話題の中心はトランプ大統領が舵を取るアメリカである。トランプ氏が大統領選挙で勝利したすぐ後に報じた通り、ロジャーズ氏はトランプ政権の経済政策には比較的ポジティブな意見を表明していた。

今や次期大統領がわれわれの前に立っている。そして彼は選挙時とは違うことを言っている。だから彼が実際に何をするのか見てみよう。(中略)彼がもし選挙時の過激な発言とは違うことをし、誰にでもオープンになるのであれば、どうしたことだろう、アメリカは当分の間良い時代を享受することになる。

ロジャーズ氏はトランプ政権による減税やインフラ投資が米国株にとって買い材料だとしながらも、米国株は既に高くなっているとして、その他の国々により良い投資機会があると主張する。

トランプ相場におけるロシア株

ロジャーズ氏が真っ先に挙げるのはロシア株である。トランプ大統領がアメリカとロシアの関係を改善するという見通しから、長年低いパフォーマンスに甘んじていたロシア株に買い場が来ていると主張する。

トランプ大統領の対ロシア政策については、彼の最近のツイート(原文英語、その1その2その3)を引用すれば一目瞭然である。

ロシアと上手くやってゆくことは良いことであり、悪いことではない。馬鹿な人々か道化だけがそれを悪いことだと言う。わざわざ問題を作り出さずとも世界には既に問題が沢山ある。わたしが大統領になる時には、ロシアはアメリカに今よりも敬意を払うようになり、両国は恐らく、世界中の課題について協力して働くようになるだろう。

これまで長年反ロシア政策を取ってきたアメリカが、本当にトランプ大統領の言うような政策を取るとすれば、それは世界の投資家にとって何を意味するだろうか? ロジャーズ氏が着目するのは対ロシア経済制裁の解除の可能性である。

わたしはトランプがロシアに対してポジティブな発言をする前からロシア株に強気だった。そして今、トランプはロシアと親しくすると言っている。そうなれば他のすべての国もロシアへの経済制裁を解除することになるだろう。

ロシアはクリミア併合以来、日本を含む多くの国から経済制裁を受けている。しかしトランプ大統領が言葉通りロシアと「世界中の課題について協力して働く」とすれば、その前に経済制裁の解除があると想定するのが普通だろう。

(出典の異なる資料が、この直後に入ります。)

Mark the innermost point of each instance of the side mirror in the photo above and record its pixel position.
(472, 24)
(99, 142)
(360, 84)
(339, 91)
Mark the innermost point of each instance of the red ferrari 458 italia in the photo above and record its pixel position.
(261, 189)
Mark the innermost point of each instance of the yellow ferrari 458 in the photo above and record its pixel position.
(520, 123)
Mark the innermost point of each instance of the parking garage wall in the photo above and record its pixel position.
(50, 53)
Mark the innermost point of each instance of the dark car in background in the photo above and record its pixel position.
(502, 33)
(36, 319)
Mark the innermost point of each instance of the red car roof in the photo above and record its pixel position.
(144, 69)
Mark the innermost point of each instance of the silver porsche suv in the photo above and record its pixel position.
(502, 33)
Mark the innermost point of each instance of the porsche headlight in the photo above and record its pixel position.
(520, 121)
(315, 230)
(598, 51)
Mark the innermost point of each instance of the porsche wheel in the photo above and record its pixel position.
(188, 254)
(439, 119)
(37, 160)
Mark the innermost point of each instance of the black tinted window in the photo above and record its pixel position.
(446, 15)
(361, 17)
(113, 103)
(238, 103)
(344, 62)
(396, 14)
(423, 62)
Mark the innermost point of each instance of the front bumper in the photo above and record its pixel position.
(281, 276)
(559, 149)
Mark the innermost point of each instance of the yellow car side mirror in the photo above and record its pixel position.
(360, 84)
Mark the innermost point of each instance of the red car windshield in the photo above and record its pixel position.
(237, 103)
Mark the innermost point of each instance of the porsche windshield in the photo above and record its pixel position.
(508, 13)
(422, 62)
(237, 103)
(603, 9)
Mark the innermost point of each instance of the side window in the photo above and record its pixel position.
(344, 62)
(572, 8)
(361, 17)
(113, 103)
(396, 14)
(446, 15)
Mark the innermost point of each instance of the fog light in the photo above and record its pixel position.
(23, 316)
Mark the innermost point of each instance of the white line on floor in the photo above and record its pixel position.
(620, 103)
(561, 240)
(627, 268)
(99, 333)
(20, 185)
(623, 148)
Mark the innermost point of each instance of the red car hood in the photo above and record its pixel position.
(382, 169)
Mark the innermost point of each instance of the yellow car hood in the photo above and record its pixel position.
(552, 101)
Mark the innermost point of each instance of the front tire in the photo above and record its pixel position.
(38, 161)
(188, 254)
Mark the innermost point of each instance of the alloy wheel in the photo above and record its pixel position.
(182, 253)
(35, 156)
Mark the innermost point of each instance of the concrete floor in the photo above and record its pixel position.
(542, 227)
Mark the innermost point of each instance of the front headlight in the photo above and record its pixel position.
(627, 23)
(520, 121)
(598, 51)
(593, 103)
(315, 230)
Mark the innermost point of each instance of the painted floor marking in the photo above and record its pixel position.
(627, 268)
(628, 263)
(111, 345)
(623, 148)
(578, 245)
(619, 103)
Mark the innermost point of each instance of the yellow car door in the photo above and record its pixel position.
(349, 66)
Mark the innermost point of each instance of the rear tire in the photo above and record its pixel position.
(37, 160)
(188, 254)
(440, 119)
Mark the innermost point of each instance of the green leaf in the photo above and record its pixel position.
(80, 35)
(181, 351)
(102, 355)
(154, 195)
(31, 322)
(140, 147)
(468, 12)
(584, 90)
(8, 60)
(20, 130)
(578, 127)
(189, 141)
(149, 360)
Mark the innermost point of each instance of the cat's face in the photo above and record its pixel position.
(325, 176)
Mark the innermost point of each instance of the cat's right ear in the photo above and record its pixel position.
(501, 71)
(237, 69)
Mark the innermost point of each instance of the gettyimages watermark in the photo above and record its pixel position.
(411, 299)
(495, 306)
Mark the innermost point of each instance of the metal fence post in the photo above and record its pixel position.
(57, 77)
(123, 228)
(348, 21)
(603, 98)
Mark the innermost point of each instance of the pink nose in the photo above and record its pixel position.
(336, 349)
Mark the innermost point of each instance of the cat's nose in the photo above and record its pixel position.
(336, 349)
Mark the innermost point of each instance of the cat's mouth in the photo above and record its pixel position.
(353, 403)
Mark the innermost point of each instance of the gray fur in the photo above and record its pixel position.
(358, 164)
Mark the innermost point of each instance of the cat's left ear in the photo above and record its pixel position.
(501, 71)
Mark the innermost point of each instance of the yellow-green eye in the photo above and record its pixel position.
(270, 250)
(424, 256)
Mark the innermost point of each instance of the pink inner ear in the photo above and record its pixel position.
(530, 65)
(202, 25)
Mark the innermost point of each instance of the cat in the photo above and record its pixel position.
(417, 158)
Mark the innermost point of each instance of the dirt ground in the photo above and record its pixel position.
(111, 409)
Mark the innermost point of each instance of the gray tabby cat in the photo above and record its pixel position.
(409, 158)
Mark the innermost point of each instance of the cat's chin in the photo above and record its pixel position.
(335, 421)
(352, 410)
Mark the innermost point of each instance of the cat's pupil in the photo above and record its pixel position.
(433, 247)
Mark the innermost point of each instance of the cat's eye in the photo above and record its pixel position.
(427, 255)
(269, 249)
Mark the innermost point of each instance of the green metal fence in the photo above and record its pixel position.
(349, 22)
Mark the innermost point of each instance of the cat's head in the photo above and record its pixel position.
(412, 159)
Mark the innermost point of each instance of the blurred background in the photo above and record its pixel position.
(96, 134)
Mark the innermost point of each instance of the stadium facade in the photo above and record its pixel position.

個人的にもロシア経済には注目している。産油国であるロシアは原油安に長らく苦しみ、通貨安によるインフレへの対処から高金利を余儀なくされていたが、原油価格が反発した今、経済を刺激するために金利を下げてゆける状況にある。当初は高金利に苦しんでいたものの、金利低下とともに未曾有の繁栄を享受した、レーガノミクス時のアメリカ経済のような状況である。ロシア経済についても時間があれば書きたいと思っている。

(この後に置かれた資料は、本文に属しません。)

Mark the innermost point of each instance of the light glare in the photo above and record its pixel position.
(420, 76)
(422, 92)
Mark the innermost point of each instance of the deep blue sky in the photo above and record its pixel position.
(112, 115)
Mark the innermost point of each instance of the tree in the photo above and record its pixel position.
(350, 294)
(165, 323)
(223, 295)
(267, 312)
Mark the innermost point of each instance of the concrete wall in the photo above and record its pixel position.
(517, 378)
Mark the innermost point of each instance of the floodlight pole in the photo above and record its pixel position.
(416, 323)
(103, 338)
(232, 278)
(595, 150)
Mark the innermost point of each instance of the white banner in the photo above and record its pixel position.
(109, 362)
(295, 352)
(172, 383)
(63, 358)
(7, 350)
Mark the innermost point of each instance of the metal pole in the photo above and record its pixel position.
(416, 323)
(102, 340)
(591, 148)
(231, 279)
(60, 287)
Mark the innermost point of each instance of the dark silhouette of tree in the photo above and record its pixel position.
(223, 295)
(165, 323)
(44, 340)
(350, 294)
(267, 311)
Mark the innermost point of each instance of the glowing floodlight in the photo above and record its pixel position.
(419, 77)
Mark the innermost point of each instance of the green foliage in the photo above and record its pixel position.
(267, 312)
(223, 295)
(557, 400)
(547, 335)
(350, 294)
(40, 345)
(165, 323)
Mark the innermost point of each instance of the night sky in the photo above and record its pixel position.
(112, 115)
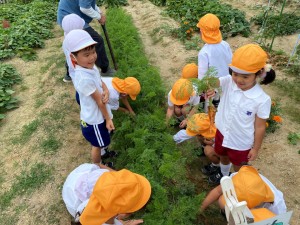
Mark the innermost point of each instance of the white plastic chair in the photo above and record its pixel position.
(237, 213)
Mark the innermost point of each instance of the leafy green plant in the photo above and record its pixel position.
(293, 138)
(8, 77)
(139, 139)
(30, 25)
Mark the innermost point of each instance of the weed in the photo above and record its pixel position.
(27, 131)
(39, 102)
(293, 138)
(26, 183)
(50, 145)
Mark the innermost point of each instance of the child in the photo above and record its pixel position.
(70, 22)
(95, 115)
(243, 110)
(216, 52)
(90, 198)
(252, 187)
(182, 101)
(198, 125)
(120, 89)
(189, 71)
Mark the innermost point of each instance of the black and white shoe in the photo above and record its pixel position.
(210, 169)
(215, 178)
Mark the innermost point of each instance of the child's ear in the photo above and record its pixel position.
(73, 60)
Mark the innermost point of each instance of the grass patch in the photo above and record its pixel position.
(27, 132)
(26, 183)
(50, 145)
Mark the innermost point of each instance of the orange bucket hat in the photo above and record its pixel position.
(181, 92)
(199, 124)
(190, 71)
(248, 59)
(250, 187)
(116, 192)
(129, 85)
(209, 26)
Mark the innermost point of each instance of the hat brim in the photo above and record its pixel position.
(237, 70)
(133, 97)
(190, 132)
(95, 214)
(177, 101)
(146, 193)
(84, 45)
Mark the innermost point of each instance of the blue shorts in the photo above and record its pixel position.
(97, 135)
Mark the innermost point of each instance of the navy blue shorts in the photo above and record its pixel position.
(97, 135)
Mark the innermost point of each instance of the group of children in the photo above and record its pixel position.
(233, 136)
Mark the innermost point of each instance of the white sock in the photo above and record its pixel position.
(103, 151)
(225, 169)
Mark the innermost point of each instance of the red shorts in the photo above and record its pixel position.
(236, 157)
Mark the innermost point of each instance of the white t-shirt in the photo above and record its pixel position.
(79, 186)
(69, 62)
(181, 136)
(114, 95)
(86, 82)
(194, 100)
(214, 55)
(236, 113)
(278, 206)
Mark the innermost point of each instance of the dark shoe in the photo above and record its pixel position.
(199, 151)
(108, 164)
(109, 73)
(67, 79)
(210, 169)
(109, 154)
(216, 103)
(215, 178)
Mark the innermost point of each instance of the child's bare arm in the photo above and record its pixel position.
(170, 112)
(97, 96)
(259, 133)
(127, 105)
(105, 94)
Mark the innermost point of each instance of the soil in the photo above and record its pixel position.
(278, 160)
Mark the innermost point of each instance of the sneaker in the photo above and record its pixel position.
(109, 73)
(215, 178)
(209, 169)
(216, 103)
(109, 154)
(67, 79)
(108, 164)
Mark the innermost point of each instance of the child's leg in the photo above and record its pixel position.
(210, 153)
(225, 165)
(177, 111)
(96, 154)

話が脱線するが、安倍首相が北方四島についてプーチン大統領と交渉した際、対ロシア経済制裁の解除というカードを切れなかった安倍首相には大いに失望したものである。トランプ大統領によっていずれ世界的に経済制裁は解除の方向に向かうと考えれば、このカードはほとんど何の外交的コストもなしにプーチン大統領から譲歩を引き出せる魔法のような手段だったのである。

逆にロシアに対する経済制裁を行いながらロシアとの平和条約を締結し北方四島を返してもらえると安倍首相が思っていたなら、彼の外交感覚はもうどうしようもない。それをロシア国民がどう政治的に受け入れるというのか? 政府が「ロシアとの経済協力は経済制裁に抵触しないように進めてゆく」と発表した時、安倍首相の交渉は何の成果も産まないと確信した。そして事実そうなった。何度も批判しているが、日本の外交は当たり前のように失敗を繰り返し続けている。

親ロシア、反中国のトランプ政権

トランプ政権はロシアに対しては有効的な戦略を取る一方で、中国に対しては厳しい見方を表明している。

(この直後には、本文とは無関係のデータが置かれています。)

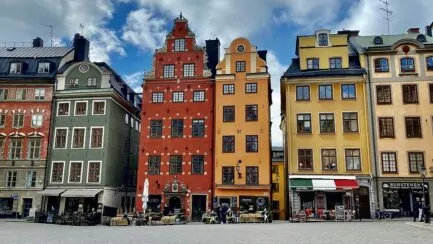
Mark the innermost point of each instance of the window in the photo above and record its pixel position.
(381, 65)
(251, 88)
(168, 71)
(407, 65)
(91, 81)
(329, 159)
(327, 124)
(198, 127)
(335, 63)
(386, 127)
(98, 107)
(198, 96)
(12, 179)
(36, 120)
(304, 123)
(416, 161)
(39, 94)
(305, 159)
(80, 108)
(312, 63)
(4, 94)
(175, 164)
(389, 162)
(228, 113)
(157, 97)
(63, 109)
(353, 159)
(177, 97)
(410, 94)
(154, 164)
(18, 121)
(325, 92)
(251, 113)
(20, 95)
(252, 143)
(429, 61)
(252, 175)
(15, 148)
(228, 175)
(323, 39)
(57, 172)
(179, 45)
(34, 149)
(44, 67)
(16, 68)
(75, 172)
(240, 66)
(188, 70)
(96, 137)
(78, 137)
(413, 127)
(348, 91)
(228, 144)
(61, 138)
(228, 89)
(197, 164)
(94, 172)
(383, 94)
(350, 122)
(156, 128)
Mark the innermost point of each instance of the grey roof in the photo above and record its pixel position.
(32, 52)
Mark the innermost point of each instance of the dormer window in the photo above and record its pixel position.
(179, 45)
(16, 68)
(44, 67)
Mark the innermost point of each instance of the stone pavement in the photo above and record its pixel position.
(392, 232)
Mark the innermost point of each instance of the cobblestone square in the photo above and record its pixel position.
(323, 233)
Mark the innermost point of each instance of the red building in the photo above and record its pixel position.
(176, 138)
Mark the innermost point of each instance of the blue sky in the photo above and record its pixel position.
(124, 33)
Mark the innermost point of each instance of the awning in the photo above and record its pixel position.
(81, 193)
(51, 192)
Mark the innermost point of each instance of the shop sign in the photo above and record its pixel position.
(404, 185)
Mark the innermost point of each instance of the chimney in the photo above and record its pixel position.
(413, 30)
(213, 54)
(38, 42)
(81, 46)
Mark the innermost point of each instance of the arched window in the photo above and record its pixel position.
(407, 65)
(381, 65)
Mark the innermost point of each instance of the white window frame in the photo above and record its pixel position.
(100, 171)
(63, 173)
(96, 101)
(90, 140)
(75, 108)
(81, 172)
(55, 136)
(58, 108)
(84, 139)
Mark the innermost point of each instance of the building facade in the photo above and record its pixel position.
(27, 78)
(400, 69)
(176, 141)
(242, 129)
(323, 99)
(94, 139)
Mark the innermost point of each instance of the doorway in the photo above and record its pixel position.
(198, 207)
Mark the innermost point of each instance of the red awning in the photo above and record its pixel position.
(346, 184)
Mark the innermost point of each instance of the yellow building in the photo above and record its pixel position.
(242, 128)
(324, 120)
(278, 184)
(401, 90)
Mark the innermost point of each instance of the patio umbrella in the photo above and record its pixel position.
(145, 196)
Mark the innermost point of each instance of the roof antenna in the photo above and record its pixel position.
(388, 12)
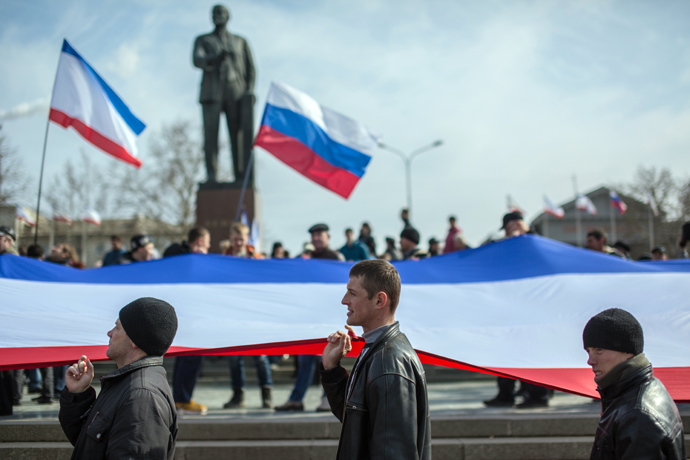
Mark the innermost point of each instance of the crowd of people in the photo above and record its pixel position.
(46, 383)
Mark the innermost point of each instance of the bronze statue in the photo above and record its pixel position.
(227, 86)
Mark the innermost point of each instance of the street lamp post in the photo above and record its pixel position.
(407, 160)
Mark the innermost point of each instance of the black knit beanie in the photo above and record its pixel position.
(411, 234)
(614, 329)
(150, 323)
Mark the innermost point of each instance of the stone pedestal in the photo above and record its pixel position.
(216, 207)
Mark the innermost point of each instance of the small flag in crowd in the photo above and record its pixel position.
(59, 217)
(91, 217)
(652, 203)
(83, 100)
(617, 203)
(26, 215)
(319, 143)
(583, 203)
(552, 210)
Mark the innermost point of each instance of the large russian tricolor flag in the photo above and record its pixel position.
(83, 100)
(321, 144)
(515, 308)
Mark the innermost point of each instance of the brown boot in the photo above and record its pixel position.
(237, 399)
(266, 399)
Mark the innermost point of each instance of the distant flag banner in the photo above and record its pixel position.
(482, 309)
(319, 143)
(83, 100)
(60, 217)
(584, 203)
(26, 215)
(552, 210)
(90, 216)
(617, 203)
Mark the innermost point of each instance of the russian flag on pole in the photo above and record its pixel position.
(617, 203)
(27, 216)
(90, 216)
(321, 144)
(515, 308)
(552, 210)
(83, 100)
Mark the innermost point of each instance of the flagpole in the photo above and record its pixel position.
(40, 179)
(247, 173)
(578, 230)
(43, 158)
(651, 228)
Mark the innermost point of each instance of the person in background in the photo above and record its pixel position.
(353, 250)
(239, 247)
(453, 231)
(366, 238)
(409, 239)
(684, 239)
(111, 257)
(659, 253)
(278, 251)
(596, 241)
(391, 253)
(434, 247)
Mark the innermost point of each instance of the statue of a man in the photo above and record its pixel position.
(227, 86)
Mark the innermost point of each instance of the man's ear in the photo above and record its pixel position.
(381, 299)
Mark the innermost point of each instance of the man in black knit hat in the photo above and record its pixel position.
(638, 417)
(134, 415)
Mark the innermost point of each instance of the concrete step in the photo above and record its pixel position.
(535, 448)
(216, 367)
(327, 427)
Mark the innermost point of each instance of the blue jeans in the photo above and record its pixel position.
(237, 375)
(306, 364)
(185, 374)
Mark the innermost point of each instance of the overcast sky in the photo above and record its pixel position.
(524, 94)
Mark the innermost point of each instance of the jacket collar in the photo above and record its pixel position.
(630, 374)
(146, 361)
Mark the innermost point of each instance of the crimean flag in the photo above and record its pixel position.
(60, 217)
(482, 309)
(552, 210)
(90, 216)
(83, 100)
(617, 203)
(319, 143)
(584, 203)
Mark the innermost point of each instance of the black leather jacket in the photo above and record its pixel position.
(639, 420)
(133, 417)
(387, 414)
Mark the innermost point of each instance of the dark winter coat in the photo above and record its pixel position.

トランプ大統領はホワイトハウスに新たに貿易担当部門を作り、そこのトップにピーター・ナヴァロ氏を据えた。ちなみに彼の主著は『中国による死(Death by China)』という名前であり、アメリカのありとあらゆる問題は中国のせいだと主張している本である。この人事は中国からすればたまったものではないだろう。ロジャーズ氏はナヴァロ氏についてこう述べている。

ナヴァロは中国を攻撃することでキャリアを築き上げてきたような人間だ。そしてトランプは、少なくとも外面的には彼の意見に耳を貸すだろう。そうなれば酷い対立が起きる。

ロジャーズ氏はトランプ政権のこうした政策を見て中国株への強気を撤回したのだろう。彼は以下のように当惑を表明している。

アメリカと中国は共に繁栄出来るはずだが、トランプは中国にお怒りのようだ。理由は分からない。彼も彼の家族も中国でいくつもの事業を抱えているのに。

正直な所、トランプ氏がこれほどまでに反中である理由はわたしにも良く分からない。彼が大統領選に出馬する前の彼の発言に目を通せば何か分かるかもしれない。その時はここで報告したい。

トランプ政権の保護貿易

ただ、いずれにせよトランプ氏が反中国的な政策を取ろうとしていることは事実である。裏にあるものは保護貿易の話だけではないような気もするが、投資家が当面気にするべきはそこだろう。ロジャーズ氏は原則としてトランプ政権の経済政策を評価しているものの、保護貿易が現実のものとなればアメリカもその他の国も大いに沈むと主張する。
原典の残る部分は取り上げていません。